3. Principles of processing personal data

The Consultant undertakes that all processing of data related to his professional activities complies with the requirements set out in this Regulation, the GDPR, and applicable national law. The consultant makes every effort to protect the personal data of its clients and the personal data provided by them, as well as the rights of interested parties. The consultant treats personal information confidentially and takes all security measures, as well as technical and organizational measures to ensure the security of personal data.

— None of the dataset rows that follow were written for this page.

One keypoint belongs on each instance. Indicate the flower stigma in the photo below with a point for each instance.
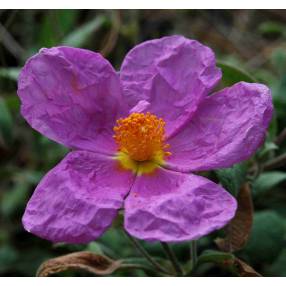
(141, 142)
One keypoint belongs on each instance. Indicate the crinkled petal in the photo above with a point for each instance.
(78, 199)
(173, 74)
(72, 96)
(228, 127)
(172, 207)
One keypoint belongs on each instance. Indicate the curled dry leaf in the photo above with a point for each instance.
(83, 260)
(245, 270)
(238, 230)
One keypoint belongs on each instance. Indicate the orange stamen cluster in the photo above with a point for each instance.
(141, 136)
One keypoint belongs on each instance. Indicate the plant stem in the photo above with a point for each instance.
(142, 250)
(170, 254)
(275, 163)
(194, 255)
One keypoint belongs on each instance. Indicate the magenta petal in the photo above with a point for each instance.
(228, 127)
(71, 96)
(173, 74)
(78, 199)
(172, 206)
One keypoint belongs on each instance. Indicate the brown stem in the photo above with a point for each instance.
(275, 163)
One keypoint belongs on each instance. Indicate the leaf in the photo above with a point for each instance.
(267, 181)
(218, 257)
(266, 239)
(228, 261)
(10, 73)
(232, 178)
(6, 124)
(278, 267)
(83, 260)
(245, 270)
(82, 34)
(232, 75)
(238, 230)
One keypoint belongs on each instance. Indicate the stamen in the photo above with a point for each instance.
(141, 136)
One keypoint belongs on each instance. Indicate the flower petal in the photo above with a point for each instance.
(228, 127)
(172, 206)
(78, 199)
(173, 74)
(71, 96)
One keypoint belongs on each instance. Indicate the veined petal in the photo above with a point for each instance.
(72, 96)
(228, 127)
(78, 199)
(172, 207)
(173, 74)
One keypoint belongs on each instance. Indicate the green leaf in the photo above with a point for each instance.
(232, 178)
(82, 34)
(271, 28)
(6, 124)
(267, 181)
(232, 75)
(266, 238)
(213, 256)
(10, 73)
(278, 267)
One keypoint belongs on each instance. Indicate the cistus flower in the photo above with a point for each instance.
(135, 137)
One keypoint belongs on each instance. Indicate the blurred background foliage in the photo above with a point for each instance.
(249, 40)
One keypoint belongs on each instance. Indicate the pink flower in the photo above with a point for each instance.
(170, 126)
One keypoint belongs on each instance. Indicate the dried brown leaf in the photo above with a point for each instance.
(83, 260)
(245, 270)
(238, 230)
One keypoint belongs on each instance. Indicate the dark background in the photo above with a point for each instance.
(251, 40)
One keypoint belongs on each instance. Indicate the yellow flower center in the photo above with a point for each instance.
(140, 139)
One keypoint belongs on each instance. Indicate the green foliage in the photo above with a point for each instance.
(267, 181)
(81, 35)
(25, 155)
(6, 124)
(266, 239)
(232, 74)
(232, 178)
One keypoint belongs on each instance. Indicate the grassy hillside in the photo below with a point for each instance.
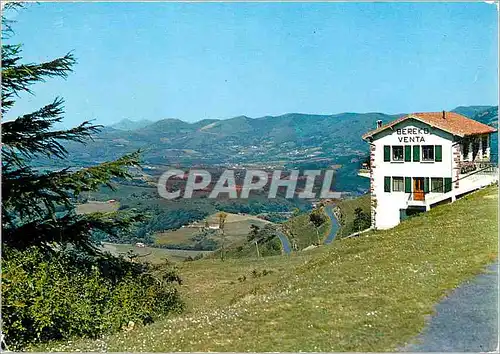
(346, 210)
(299, 230)
(152, 254)
(370, 293)
(237, 228)
(303, 231)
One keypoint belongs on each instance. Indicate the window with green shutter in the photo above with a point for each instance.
(447, 184)
(439, 153)
(387, 153)
(426, 185)
(407, 184)
(416, 153)
(407, 153)
(387, 184)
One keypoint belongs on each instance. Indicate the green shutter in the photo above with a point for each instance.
(416, 153)
(438, 153)
(407, 153)
(387, 184)
(426, 185)
(447, 184)
(387, 153)
(407, 184)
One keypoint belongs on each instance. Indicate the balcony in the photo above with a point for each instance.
(364, 172)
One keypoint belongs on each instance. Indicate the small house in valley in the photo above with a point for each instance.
(423, 159)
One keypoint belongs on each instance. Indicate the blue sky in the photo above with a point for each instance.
(218, 60)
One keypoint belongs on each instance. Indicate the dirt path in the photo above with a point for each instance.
(466, 321)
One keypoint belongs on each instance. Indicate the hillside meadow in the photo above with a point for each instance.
(370, 293)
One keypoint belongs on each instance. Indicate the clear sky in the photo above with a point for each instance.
(218, 60)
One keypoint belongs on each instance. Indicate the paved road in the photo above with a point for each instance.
(466, 321)
(287, 248)
(335, 225)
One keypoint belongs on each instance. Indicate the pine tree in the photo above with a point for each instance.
(30, 197)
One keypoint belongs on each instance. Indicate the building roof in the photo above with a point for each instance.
(452, 122)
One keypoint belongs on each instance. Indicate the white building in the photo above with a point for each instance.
(423, 159)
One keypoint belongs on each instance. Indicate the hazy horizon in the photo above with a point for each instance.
(195, 61)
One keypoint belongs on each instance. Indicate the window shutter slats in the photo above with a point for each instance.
(407, 184)
(408, 153)
(387, 153)
(439, 153)
(387, 184)
(447, 184)
(416, 153)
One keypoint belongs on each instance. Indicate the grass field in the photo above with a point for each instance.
(304, 232)
(151, 254)
(370, 293)
(94, 207)
(236, 229)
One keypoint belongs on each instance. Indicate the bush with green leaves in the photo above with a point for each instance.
(65, 294)
(56, 280)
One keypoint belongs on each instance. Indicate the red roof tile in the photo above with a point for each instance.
(453, 123)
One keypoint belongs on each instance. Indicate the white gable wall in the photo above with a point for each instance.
(388, 205)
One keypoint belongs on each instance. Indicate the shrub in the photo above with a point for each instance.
(51, 296)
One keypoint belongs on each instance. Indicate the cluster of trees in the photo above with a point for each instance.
(56, 280)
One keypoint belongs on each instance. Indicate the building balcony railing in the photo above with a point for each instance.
(364, 172)
(479, 167)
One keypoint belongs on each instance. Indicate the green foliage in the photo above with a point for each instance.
(56, 282)
(362, 220)
(353, 215)
(318, 217)
(58, 296)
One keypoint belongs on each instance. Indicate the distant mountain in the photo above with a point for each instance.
(128, 124)
(291, 140)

Within the scope of the above, the Consultant takes appropriate steps to ensure that personal information about clients at all times:

— processed lawfully and fairly, and on an appropriate legal basis (lawfulness, fairness, and fairness );

— collected only for specified, clear, and legitimate purposes and not processed in a manner incompatible with these purposes ( purpose restrictions );

— limited to relevance and relevance, as well as necessity for the purposes of data processing ( data minimization );

— is accurate and, if necessary, updated; If possible, inaccurate personal data will be deleted or corrected without delay ( accuracy );

— stored in a form that allows clients to be identified only for as long as it is necessary for the purposes for which personal data is processed; storage of personal data for a longer period should only be carried out for statistical purposes, subject to the implementation of appropriate technical and organizational measures ( storage restrictions );

— processed in such a way as to ensure adequate security of personal data, including protection against unauthorized or unlawful processing, accidental loss, destruction, or damage, through the application of appropriate technical or organizational measures ( integrity and confidentiality ).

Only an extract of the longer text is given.